The client SDK reports TTFF to Netflix's telemetry service after each stream start. This telemetry event contains:

{
  "event": "stream_start",
  "movie_id": "m_123",
  "ttff_ms": 1340,
  "device_type": "mobile",
  "network_type": "4G",
  "cdn_node": "mumbai-03",
  "quality_selected": "720p"
}

The extra fields matter. A TTFF of 1340ms on 4G in Mumbai is healthy. The same 1340ms on a fibre connection in London with a nearby CDN node is a sign the CDN is underperforming.

sequenceDiagram
    participant U as User
    participant C as Client
    participant T as Telemetry Service
    participant P as Prometheus

    U->>C: taps Play (T1 recorded)
    C->>C: fetches manifest → selects quality → downloads first chunk → decodes
    C->>C: first frame rendered (T2 recorded)
    C->>T: POST telemetry { ttff_ms: 1340, cdn_node: "mumbai-03" ... }
    T->>P: TTFF histogram updated
    Note over P: p99 TTFF computed every 15s

Buffering Ratio — Measuring Smooth Playback#

Buffering ratio is the most Netflix-specific metric. It measures what fraction of a user's viewing time was spent staring at a spinner rather than watching video.

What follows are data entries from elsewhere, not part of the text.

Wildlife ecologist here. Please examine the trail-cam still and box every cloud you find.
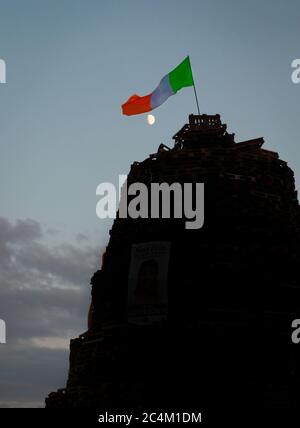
[0,216,102,407]
[76,232,89,243]
[0,217,42,244]
[0,343,69,408]
[20,336,70,350]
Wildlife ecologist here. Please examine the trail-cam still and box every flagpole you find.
[193,83,200,115]
[188,56,200,115]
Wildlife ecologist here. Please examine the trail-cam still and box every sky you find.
[0,0,299,407]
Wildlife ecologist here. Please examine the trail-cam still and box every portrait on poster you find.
[128,241,170,324]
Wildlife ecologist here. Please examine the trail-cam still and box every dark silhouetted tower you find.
[46,114,300,412]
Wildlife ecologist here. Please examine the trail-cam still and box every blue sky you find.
[0,0,299,407]
[0,0,300,242]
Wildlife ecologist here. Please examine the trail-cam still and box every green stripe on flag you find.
[169,56,194,93]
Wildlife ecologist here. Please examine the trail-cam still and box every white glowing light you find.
[147,114,155,125]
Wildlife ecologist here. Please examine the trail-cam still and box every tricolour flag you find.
[122,56,194,116]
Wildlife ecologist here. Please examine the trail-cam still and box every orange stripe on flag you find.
[121,94,152,116]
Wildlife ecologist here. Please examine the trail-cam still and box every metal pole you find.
[188,56,200,115]
[193,82,200,115]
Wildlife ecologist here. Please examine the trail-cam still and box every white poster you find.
[128,241,170,325]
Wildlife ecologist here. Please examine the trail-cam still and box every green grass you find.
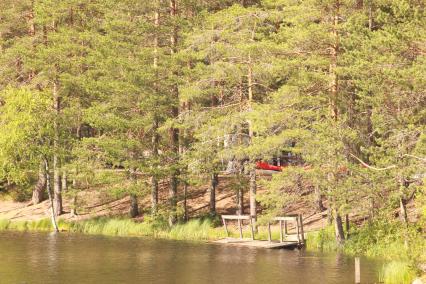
[306,226,338,251]
[379,261,416,284]
[0,219,53,232]
[68,218,156,237]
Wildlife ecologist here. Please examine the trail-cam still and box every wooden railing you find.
[221,215,254,240]
[221,214,304,245]
[267,215,304,245]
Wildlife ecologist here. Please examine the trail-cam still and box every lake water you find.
[0,231,383,284]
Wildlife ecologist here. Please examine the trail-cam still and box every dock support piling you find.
[355,257,360,284]
[238,219,243,239]
[279,220,283,242]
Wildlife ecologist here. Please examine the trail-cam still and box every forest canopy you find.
[0,0,425,257]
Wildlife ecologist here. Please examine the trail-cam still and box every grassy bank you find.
[0,217,229,241]
[0,217,297,241]
[306,221,425,284]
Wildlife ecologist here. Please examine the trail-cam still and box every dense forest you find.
[0,0,425,276]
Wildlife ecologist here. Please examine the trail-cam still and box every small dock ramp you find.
[214,214,305,249]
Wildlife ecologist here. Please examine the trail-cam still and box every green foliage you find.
[0,88,52,184]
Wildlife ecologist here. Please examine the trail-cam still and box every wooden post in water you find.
[238,219,243,239]
[222,216,229,237]
[284,220,288,235]
[279,220,283,242]
[355,257,360,284]
[267,222,272,242]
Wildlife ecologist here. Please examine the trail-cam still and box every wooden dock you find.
[218,214,305,249]
[214,238,302,249]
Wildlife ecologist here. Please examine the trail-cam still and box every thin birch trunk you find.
[44,158,59,233]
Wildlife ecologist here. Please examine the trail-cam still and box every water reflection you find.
[0,232,382,284]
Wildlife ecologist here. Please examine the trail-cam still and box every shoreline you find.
[1,216,424,283]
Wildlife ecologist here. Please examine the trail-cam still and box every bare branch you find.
[402,154,426,162]
[350,153,397,171]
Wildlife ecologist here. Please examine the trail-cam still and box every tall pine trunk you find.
[61,169,67,192]
[209,173,218,216]
[168,0,179,226]
[53,80,62,216]
[151,119,159,215]
[330,0,342,244]
[237,189,244,215]
[129,195,139,218]
[314,185,325,212]
[151,2,160,215]
[129,169,139,218]
[247,55,257,224]
[334,211,345,245]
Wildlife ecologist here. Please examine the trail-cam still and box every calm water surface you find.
[0,231,382,284]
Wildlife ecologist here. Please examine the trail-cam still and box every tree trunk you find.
[70,177,77,217]
[314,185,325,212]
[334,211,345,245]
[129,194,139,218]
[150,121,159,214]
[168,176,178,226]
[168,0,179,226]
[345,213,350,239]
[249,169,257,220]
[151,3,160,216]
[399,197,408,225]
[247,54,257,224]
[327,206,333,225]
[210,173,218,216]
[329,0,340,120]
[32,160,46,205]
[53,80,62,216]
[61,169,67,192]
[129,169,139,218]
[44,158,59,233]
[183,181,188,221]
[237,187,244,215]
[70,195,77,217]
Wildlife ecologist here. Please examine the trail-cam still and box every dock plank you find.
[213,238,301,249]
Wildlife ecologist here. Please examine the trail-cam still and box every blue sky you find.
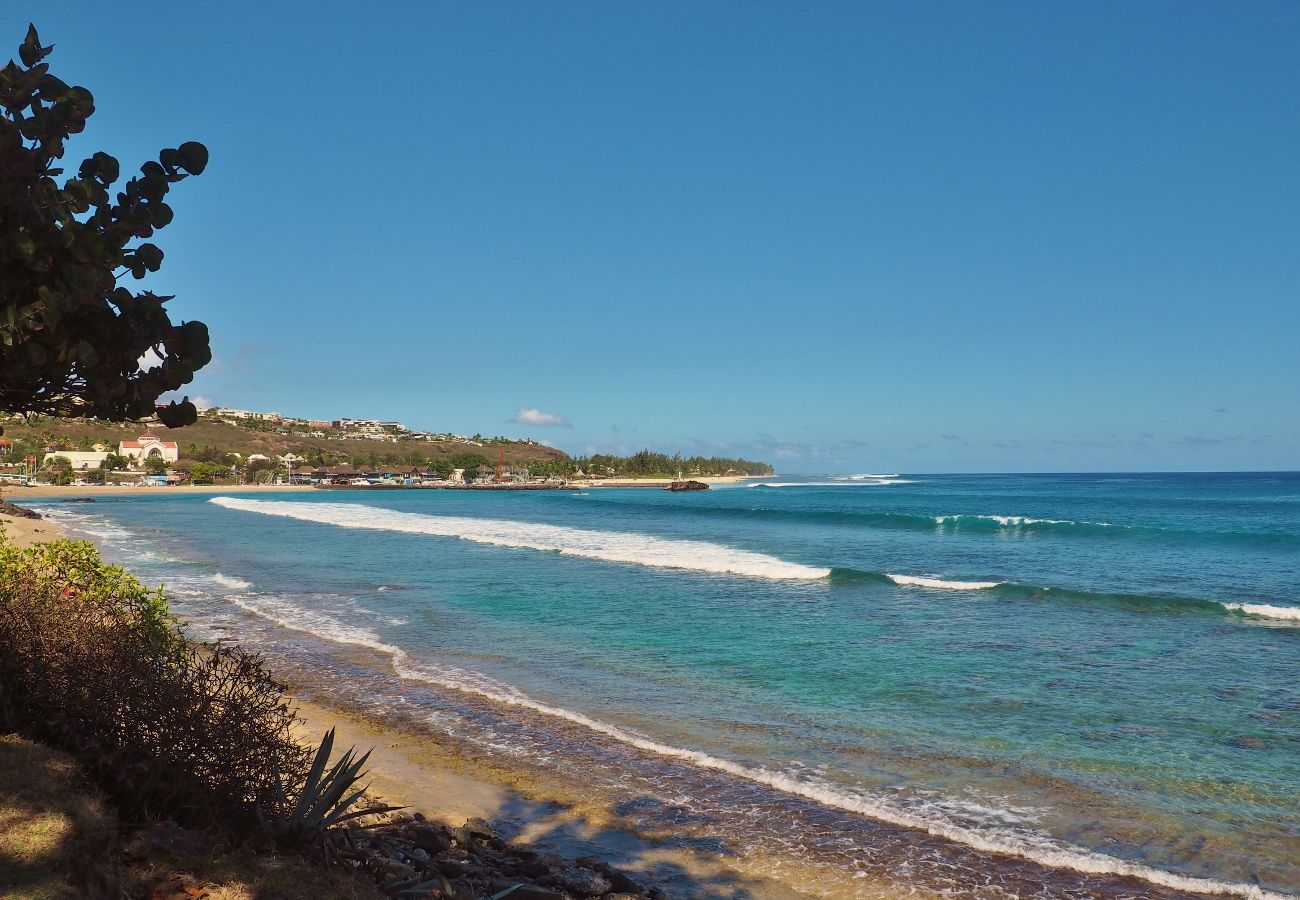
[23,2,1299,472]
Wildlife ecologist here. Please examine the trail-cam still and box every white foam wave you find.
[887,574,1003,590]
[211,573,252,590]
[1220,602,1300,623]
[229,593,1288,900]
[932,514,1118,528]
[749,480,916,488]
[209,497,829,581]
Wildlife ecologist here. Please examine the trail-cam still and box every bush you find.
[0,539,310,831]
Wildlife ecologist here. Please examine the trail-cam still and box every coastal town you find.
[0,405,772,489]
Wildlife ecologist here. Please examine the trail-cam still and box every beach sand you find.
[0,503,64,548]
[5,479,910,897]
[0,485,308,546]
[288,694,834,899]
[11,483,314,498]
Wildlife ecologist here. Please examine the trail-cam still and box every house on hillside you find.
[118,434,179,465]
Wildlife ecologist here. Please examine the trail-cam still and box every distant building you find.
[118,434,179,465]
[42,450,109,471]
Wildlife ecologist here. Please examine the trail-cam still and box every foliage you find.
[143,454,167,474]
[449,452,491,472]
[0,537,311,830]
[41,451,71,484]
[0,25,210,426]
[264,727,400,855]
[555,449,773,477]
[188,460,230,483]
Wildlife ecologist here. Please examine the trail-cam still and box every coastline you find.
[22,490,814,898]
[581,475,761,488]
[9,483,315,498]
[21,479,1286,898]
[0,502,64,547]
[286,692,835,899]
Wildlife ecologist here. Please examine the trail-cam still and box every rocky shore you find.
[341,811,663,899]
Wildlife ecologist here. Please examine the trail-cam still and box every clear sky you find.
[23,2,1299,472]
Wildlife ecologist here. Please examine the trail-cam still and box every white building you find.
[42,450,109,471]
[118,434,180,465]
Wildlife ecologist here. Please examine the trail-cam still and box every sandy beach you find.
[0,485,308,547]
[1,485,819,898]
[0,503,64,548]
[10,483,315,499]
[288,694,838,899]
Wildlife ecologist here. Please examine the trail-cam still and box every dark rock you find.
[557,866,612,896]
[436,858,467,878]
[515,858,552,878]
[412,824,451,854]
[608,871,646,895]
[491,885,565,900]
[464,815,497,839]
[0,500,40,519]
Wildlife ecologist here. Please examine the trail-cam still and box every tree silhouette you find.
[0,25,211,428]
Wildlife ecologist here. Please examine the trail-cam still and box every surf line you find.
[227,592,1291,900]
[209,497,829,581]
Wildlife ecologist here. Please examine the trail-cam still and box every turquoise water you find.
[37,473,1300,897]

Buffering ratio = total buffering time / total playback time
Target: < 0.1%

The client SDK tracks both continuously during playback and reports them to telemetry in periodic heartbeats every 30 seconds:

{
  "event": "playback_heartbeat",
  "movie_id": "m_123",
  "playback_seconds": 180,
  "buffering_seconds": 0.4,
  "current_quality": "1080p",
  "cdn_node": "mumbai-03"
}

Buffering ratio = 0.4s / 180s = 0.22% → breaching SLO

A single user's 0.22% might be noise. But if 50,000 users connected to mumbai-03 are all reporting buffering ratios above 0.1%, mumbai-03 is degraded.

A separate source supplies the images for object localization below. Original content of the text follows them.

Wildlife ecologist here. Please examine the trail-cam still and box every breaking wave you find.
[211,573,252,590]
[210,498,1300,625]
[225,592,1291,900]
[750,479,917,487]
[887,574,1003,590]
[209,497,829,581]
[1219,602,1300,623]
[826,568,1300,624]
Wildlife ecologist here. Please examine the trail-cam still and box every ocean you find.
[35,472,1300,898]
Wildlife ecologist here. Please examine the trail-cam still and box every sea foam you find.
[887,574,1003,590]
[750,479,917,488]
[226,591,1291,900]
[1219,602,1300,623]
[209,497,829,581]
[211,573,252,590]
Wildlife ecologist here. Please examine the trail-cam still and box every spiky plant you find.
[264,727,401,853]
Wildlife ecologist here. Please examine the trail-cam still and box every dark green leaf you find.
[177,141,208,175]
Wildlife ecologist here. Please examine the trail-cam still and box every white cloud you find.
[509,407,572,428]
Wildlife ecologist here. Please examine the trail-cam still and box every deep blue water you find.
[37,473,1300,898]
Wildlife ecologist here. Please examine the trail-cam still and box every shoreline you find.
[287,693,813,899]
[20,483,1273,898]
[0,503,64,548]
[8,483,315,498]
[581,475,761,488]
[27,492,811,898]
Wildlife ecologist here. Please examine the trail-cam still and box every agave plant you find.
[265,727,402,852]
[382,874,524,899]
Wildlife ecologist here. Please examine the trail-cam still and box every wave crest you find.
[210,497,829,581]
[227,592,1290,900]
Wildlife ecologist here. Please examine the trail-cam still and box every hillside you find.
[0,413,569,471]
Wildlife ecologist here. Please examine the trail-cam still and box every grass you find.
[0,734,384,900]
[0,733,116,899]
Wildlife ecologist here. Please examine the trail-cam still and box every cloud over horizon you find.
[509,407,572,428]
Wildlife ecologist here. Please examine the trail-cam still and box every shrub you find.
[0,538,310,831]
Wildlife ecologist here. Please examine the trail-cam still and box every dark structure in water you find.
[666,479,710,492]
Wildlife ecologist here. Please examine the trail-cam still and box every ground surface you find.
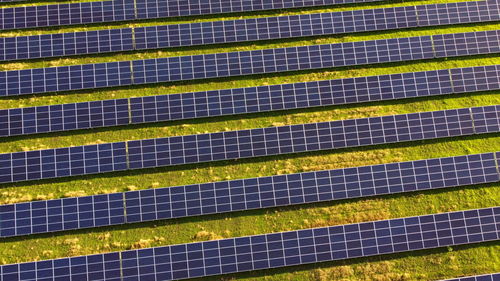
[0,0,499,280]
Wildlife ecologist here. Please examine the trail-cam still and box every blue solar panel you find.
[0,193,125,237]
[1,152,498,237]
[1,0,136,30]
[2,1,498,61]
[0,61,133,96]
[1,30,498,97]
[434,31,500,58]
[0,0,383,30]
[0,99,130,137]
[0,0,135,30]
[0,29,135,61]
[417,1,500,26]
[0,105,497,184]
[471,106,500,134]
[0,142,128,183]
[451,65,500,93]
[439,273,500,281]
[1,207,498,280]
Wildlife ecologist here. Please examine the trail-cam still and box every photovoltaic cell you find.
[0,0,384,30]
[438,273,500,281]
[2,1,498,61]
[0,105,498,184]
[1,152,498,237]
[1,207,499,280]
[2,65,499,138]
[1,30,498,97]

Leading Indicators for Latency#

SLI metrics tell you when you have already failed users. Leading indicators warn you before the SLO breaches.

BFF fan-out timeout rate        — rising timeouts predict p99 API latency spike
Redis cache hit ratio           — drop here means more DB reads → latency climbs
CDN cache miss rate             — spike here means more S3 fetches → TTFF climbs
CDN bandwidth utilisation       — approaching saturation → buffering ratio about to spike
Transcoding queue depth         — growing backlog → new releases not ready → TTFF spikes on launch

Interview framing

"API latency is measured server-side using histograms — six bucket counters per BFF instance, Prometheus merges fleet-wide. TTFF and buffering ratio are measured client-side via the player SDK, reported to a telemetry service. Leading indicators: Redis cache hit ratio and CDN miss rate predict latency degradation before the SLO breaches."